From Bugzilla Helper: User-Agent: Mozilla/5.0 (X11; U; Linux x86_64; en-US; rv:1.4.3) Gecko/20040924 Description of problem: One of our servers is occasionally crashing for no obvious reason. Version-Release number of selected component (if applicable): kernel-smp-2.4.21-20.EL How reproducible: Sometimes Additional info: We have connected a serial console to it and have the panic messages saved. See attachment. The program mentioned "a.out" does not reproducibly kill the machine, it was just running at this crash. It would produce a core dump, and, from what I understand from the log, it was doing that at the crash. Does the log tell you anything more?
Created attachment 107062 [details] Console output from the crash
Steve, crash was in rpc_clnt_sigunmask().
How where the filesystem mounted, with the 'intr' option?
Created attachment 109964 [details] Current mount status of the same machine. We don't believe we have changed any mount options since the crash occurred. So the attachment should give a fair view of what things looked like then. Obviously, I don't know exactly which directories were autmomounted. But, although we don't believe so, we can't be COMPLETELY sure no option has changed in the meantime.
hmm... it does appear the process was in the middle of dumping core.... So could you cause a core dump on both an nfs and autofs filesytem doing the following: sleep 20 & kill -11 sleep_pid
The process could very well be in the middle of producing a core dump. The program did have that kind of error at the time. Producing a core is not in itself enough to force a crash. I've dropped cores in a lot of places now, and nothing strange happens. But I'm fully aware that this is very hard to debug, since we can't reproduce the problem, and it does not happen often. And we have upgraded to the U4 kernel a few days ago, but the machine is still running the same set of network servers. LSF master server in particular. The machine had another crash which also seems to be core dump related a few days ago. We reported it in bug 145331. (Which was closed as a duplicate of bug 140083.)

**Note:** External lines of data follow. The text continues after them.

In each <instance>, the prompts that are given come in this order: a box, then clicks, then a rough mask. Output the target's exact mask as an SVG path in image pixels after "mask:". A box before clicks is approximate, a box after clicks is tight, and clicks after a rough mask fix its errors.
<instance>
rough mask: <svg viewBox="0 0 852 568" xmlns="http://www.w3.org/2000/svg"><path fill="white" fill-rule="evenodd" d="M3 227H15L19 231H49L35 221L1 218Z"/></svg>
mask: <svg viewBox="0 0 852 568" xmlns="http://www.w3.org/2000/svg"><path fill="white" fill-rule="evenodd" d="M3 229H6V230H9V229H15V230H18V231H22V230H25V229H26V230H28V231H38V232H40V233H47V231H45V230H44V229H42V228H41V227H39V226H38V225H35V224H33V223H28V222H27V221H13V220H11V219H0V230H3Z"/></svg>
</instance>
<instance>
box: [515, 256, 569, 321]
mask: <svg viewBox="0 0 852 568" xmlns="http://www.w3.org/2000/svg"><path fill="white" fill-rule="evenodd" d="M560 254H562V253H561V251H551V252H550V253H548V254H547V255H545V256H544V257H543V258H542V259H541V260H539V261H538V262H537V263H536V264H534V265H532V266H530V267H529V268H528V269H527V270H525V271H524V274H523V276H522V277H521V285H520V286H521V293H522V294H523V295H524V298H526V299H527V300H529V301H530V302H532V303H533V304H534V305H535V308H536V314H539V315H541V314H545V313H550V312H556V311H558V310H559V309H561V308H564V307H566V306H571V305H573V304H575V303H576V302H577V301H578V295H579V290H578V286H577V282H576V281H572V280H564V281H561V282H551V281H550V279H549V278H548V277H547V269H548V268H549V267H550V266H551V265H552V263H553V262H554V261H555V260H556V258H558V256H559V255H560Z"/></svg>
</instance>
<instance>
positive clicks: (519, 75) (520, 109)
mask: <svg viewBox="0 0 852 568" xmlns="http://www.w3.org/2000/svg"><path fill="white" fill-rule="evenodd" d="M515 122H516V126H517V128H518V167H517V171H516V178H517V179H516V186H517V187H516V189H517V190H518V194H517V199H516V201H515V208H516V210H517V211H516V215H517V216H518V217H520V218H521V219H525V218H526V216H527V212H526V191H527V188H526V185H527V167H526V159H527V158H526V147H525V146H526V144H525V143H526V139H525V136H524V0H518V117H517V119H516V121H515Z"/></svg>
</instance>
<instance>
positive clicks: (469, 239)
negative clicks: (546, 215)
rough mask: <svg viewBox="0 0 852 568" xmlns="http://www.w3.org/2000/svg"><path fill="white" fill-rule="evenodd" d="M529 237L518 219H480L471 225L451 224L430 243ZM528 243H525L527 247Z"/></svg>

Would be possible to setup netdump so we can get a crash dump to analyze? That's probably the only way we'll be able to figure this out.....
We will setup a netdump server and client. I'll be back when we have a dump.
We can't start netdump; there is no netdump.o module in kernel-smp-2.4.21-27.0.2.EL.x86_64! Is that a bug which I should bugzilla? Or is there some reason for the omission?
Steve, netdump support on x86_64 was just added in U5, and thus is not yet available on customer systems. I think diskdump support is in U4 (on x86_64), so getting a crash dump might still be viable (if they're using one of the supported disk drivers). Please follow up with DaveA or one of the diskdump developers.
We have an adapter which identifies as "Adaptec 29320 Ultra320 SCSI adapter" and uses the aic79xx driver, so diskdump should work. We're attaching an extra disk and will set things up.
We finally manage to capture a diskdump (-: Is anyone still interested? Since the dump potentially may contain sensitive information I don't want to publish it here in the public bugzilla. (It's rather large as well...) Maybe I could make it available over a support ticket?
Is this panic still happening with the U6 kernel?
Our logs are not perfectly maintained, but I can't find a crash recently, no. This could be becaulse of the kernel update. It might also be because the machine isn't any more running LSF servers as it used to. But in either case, it doesn't seem to crash any more.
Fine... if this happens again, please update this bug report...
WRT to comment #17, Please make that dump available to your customer support person so we can take a look at it...
Um, David, where is that dump? There is a directory /var/crash/127.0.0.1-2005-05-09-18:00 on schellville, but it is empty.
I guess someone cleaned it away )-: Those things are around 6 GB of size... Anyway, make sure there is enough room in /var/crash and run chkconfig diskdump on;service diskdump start and you ought to get a new dump next time the computer dies.
Reverting to NEEDINFO until we can get a dump to work with. If you can't reproduce this crash again within a few weeks, please close this bug report with the CANTFIX or WORKSFORME disposition. Thanks in advance.
Diskdump is already enabled. As I mentioned in comment 19, the machine has been more stable recently. For one reason or another. I'll keep a closer eye for a while, and if it seems ok I'll close as you say.
It has stayed up this month since I filed comment 25. If it is because of updated kernels or because the machine isn't used in the same way now, I don't know. But in any case, it doesn't happen any more.